Nature missions for digital natives

The struggle for parents to get children away from their screens might be a bit easier thanks to the founders of website Wild Eyes.

Paul Ward and Vicky Pope are using modern technology to connect children with the environment.

They have created the website Wild Eyes as a way to connect kids with nature and complete missions which they then, ironically, post online.

Ward says he noticed children were growing up in a very different way to what he did.

“There’s very little free-roaming, there’s traffic dangers, there’s stranger danger, in general we’re helicopter parenting in an incredibly more intensive way than we have in the past.”

He says that’s concerning for a number of reasons but particularly in limiting children’s’ connection with the outdoors and the environment.

During his upbringing a really important activity for Ward was the wild-track activity book, and he says he tried to figure out what a modern day equivalent would be.

“What would the provocation of that be for a digital native, you know, a nine-year-old in 2017?”

The project aims to target 8 to 12-year-olds, because they’re seeing what adults and their older siblings or peers are doing but are still innocent and curious enough to become involved, Ward says.

Using Wild Eyes, children are invited to partake in a suite of missions and then share their findings online.

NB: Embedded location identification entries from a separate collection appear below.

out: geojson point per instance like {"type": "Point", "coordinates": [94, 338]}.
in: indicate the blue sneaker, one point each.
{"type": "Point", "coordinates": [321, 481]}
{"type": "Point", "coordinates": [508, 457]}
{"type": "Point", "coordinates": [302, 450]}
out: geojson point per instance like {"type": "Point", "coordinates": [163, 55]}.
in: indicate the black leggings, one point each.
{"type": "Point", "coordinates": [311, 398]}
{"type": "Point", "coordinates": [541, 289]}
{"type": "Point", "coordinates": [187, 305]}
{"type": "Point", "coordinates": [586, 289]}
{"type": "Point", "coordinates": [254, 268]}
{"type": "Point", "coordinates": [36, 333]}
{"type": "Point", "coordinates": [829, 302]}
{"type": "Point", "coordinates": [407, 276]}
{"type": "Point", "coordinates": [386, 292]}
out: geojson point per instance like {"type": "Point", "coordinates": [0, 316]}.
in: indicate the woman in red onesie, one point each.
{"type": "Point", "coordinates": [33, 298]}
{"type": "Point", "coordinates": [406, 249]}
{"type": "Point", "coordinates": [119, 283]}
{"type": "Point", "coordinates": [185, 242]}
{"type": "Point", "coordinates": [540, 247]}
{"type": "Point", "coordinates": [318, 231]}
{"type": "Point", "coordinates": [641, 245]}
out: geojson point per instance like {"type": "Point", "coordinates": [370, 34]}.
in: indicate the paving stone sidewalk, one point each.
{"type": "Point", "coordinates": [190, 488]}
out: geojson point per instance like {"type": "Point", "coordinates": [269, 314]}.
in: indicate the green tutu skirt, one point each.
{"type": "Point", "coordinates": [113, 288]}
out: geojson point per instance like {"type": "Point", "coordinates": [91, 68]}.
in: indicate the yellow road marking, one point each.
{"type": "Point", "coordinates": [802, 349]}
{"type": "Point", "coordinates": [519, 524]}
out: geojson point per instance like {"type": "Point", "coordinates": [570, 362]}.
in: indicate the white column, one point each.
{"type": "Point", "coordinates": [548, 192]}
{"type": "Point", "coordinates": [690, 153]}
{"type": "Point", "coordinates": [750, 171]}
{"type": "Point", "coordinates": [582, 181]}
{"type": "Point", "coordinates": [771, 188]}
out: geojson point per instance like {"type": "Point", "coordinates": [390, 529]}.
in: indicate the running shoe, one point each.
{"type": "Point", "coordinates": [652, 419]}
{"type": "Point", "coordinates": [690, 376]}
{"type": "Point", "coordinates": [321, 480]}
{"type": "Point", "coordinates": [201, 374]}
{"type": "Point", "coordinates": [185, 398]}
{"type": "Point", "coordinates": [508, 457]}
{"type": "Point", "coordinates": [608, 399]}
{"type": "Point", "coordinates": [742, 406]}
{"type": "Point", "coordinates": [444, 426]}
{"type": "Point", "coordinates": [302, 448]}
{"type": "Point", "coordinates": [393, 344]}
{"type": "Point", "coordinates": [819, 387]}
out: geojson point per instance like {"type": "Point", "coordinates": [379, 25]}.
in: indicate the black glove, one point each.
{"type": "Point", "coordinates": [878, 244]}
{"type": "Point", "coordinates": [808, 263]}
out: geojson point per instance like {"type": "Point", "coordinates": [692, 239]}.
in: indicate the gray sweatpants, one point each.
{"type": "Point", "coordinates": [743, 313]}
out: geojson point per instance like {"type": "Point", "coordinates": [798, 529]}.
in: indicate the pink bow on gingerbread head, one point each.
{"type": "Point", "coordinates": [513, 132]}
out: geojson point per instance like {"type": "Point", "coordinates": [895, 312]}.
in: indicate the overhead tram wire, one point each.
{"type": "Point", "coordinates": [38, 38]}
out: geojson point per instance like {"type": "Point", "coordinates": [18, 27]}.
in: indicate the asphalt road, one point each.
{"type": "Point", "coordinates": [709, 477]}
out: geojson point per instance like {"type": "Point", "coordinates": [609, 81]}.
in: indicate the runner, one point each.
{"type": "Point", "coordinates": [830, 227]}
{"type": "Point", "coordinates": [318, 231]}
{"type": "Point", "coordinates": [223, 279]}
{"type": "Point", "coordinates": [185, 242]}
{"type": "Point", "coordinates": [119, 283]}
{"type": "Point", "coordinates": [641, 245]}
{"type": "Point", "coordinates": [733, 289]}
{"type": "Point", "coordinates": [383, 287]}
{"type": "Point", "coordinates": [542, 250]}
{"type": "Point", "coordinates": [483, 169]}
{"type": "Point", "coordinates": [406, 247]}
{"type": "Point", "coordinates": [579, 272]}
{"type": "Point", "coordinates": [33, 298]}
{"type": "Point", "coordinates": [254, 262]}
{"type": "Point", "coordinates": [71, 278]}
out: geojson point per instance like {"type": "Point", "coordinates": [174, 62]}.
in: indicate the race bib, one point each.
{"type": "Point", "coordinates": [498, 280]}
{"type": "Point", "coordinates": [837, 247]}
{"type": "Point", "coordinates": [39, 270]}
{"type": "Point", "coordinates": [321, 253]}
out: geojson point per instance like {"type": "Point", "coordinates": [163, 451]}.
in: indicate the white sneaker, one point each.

The missions include building a backyard bivvy, which Ward says is something people have been doing for millennia and is a very kiwi activity.

“That idea of a traditional kiwi upbringing is a myth for a lot of kiwi kids.

“A lot of kiwi kids are growing up in ways that are no different to kids growing up in cities in the States, or the UK or Australia.”

He says building a bivvy is a very straightforward activity and can be done outside, or inside with cushions.

One of the missions involves imagining you’ve rediscovered a native moa in your backyard and proving your discovery to the world.

“We’ve had some amazing responses to that activity so far, there’s kind a of a disconcerting number of poo submissions."

In developing the project, Wark says they completed workshops with children across the country, and across various deciles.

The site, which was created through funding through NZ on Air and the Ministry for Business, Innovation and Employment, launched this month.

Ward says the main aim is to engage with digital natives on their own terms.

“We’ve been working on this project for over two years now so we’re just happy to boot it out of the nest.”